How to prevent Javascript injection attacks within user-generated HTML

I am saving user-submitted HTML (in a database). I must prevent JavaScript injection attacks. The most pernicious I have seen is JavaScript in a style="expression(...)".

In addition to this, a fair amount of valid user content will include special characters and XML constructs, so I'd like to avoid a white-list approach if possible. (Listing every allowable HTML element and attribute).

Examples of JavaScript attack strings:

1.

"Hello, I have a
<script>alert("bad!")</script>
problem with the <dog>
element..."
"Hi, this <b
style="width:expression(alert('bad!'))">dog</b>
is black."

Is there a way to prevent such JavaScript, and leave the rest intact?

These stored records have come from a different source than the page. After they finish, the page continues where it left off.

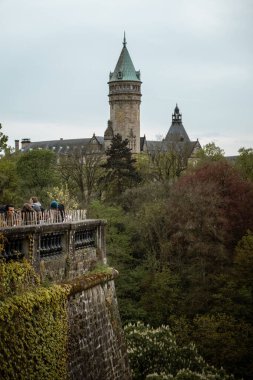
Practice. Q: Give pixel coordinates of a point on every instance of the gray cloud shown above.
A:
(56, 56)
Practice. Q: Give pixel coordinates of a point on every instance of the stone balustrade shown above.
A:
(58, 251)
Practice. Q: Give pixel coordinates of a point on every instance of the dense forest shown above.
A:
(181, 238)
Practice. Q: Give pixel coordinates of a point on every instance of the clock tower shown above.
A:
(124, 99)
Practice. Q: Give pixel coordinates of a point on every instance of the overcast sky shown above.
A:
(56, 56)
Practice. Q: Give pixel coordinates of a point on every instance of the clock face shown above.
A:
(121, 117)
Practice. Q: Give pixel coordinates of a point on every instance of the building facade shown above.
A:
(124, 101)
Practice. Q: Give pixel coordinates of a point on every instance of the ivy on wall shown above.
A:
(34, 321)
(33, 325)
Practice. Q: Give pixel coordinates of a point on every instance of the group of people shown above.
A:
(32, 212)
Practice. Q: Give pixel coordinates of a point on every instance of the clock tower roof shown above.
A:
(124, 70)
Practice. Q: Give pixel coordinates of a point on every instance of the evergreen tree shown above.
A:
(120, 172)
(3, 140)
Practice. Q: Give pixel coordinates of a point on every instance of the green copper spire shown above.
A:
(124, 70)
(124, 41)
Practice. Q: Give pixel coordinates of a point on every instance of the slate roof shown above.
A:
(124, 70)
(62, 146)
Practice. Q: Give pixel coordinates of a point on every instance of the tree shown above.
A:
(210, 152)
(3, 140)
(81, 170)
(155, 354)
(37, 170)
(244, 163)
(120, 172)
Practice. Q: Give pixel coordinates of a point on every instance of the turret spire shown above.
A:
(124, 40)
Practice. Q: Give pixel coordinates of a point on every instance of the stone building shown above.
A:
(124, 100)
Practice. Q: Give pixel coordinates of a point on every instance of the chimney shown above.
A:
(16, 145)
(25, 143)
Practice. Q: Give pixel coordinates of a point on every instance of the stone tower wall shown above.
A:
(125, 100)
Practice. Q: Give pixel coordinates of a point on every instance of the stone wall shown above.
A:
(66, 253)
(97, 348)
(59, 251)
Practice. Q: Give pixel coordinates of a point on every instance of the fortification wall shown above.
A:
(96, 344)
(65, 254)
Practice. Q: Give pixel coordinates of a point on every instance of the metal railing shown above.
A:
(19, 218)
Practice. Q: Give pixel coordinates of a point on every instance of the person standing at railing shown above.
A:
(28, 214)
(12, 218)
(57, 212)
(36, 205)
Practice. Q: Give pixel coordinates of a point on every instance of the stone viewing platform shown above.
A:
(58, 250)
(73, 252)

The only solution I have so far is to use a regular expression to remove certain patterns. It solves case 1, but not case 2.

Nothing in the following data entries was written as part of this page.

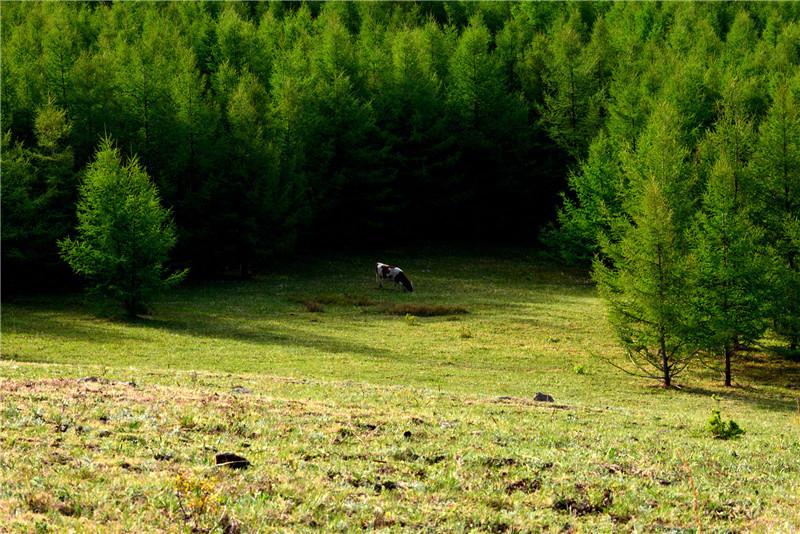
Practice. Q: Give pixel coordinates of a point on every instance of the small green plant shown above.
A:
(313, 306)
(723, 429)
(198, 501)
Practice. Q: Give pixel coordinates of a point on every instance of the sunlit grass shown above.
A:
(354, 418)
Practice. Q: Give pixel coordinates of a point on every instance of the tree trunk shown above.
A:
(665, 363)
(728, 353)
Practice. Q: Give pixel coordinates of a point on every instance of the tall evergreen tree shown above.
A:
(124, 234)
(728, 269)
(776, 165)
(641, 271)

The environment is essentially the Microsoft stack:

  • SQL Server 2005
  • C# 3.5 (ASP.NET)
  • JavaScript and jQuery.

I would like the chokepoint to be the ASP.NET layer - anyone can craft a bad HTTP request.

Edit

Thanks for the links, everyone. Assuming that I can define my list (the content will include many mathematical and programming constructs, so a whitelist is going to be very annoying), I still have a question:

What kind of parser will allow me to just remove the "bad" parts? The bad part could be an entire element, but then what about those scripts that reside in the attributes? I can't remove < a hrefs > willy-nilly.


Solution 1:

You think that's it? Check this out.

Whatever approach you take, you definitely need to use a whitelist. It's the only way to even come close to being safe about what you're allowing on your site.

EDIT:

I'm not familiar with .NET, unfortunately, but you can check out stackoverflow's own battle with XSS (https://blog.stackoverflow.com/2008/06/safe-html-and-xss/) and the code that was written to parse HTML posted on this site: Archive.org link - obviously you might need to change this because your whitelist is bigger, but that should get you started.

Solution 2:

Whitelist for elements and attributes is the only acceptable choice in my opinion. Anything not on your whitelist should be stripped out or encoded (change <>&" to entities). Also be sure to check the values within the attributes you allow.

Anything less and you are opening yourself up to problems - known exploits or those that will be discovered in the future.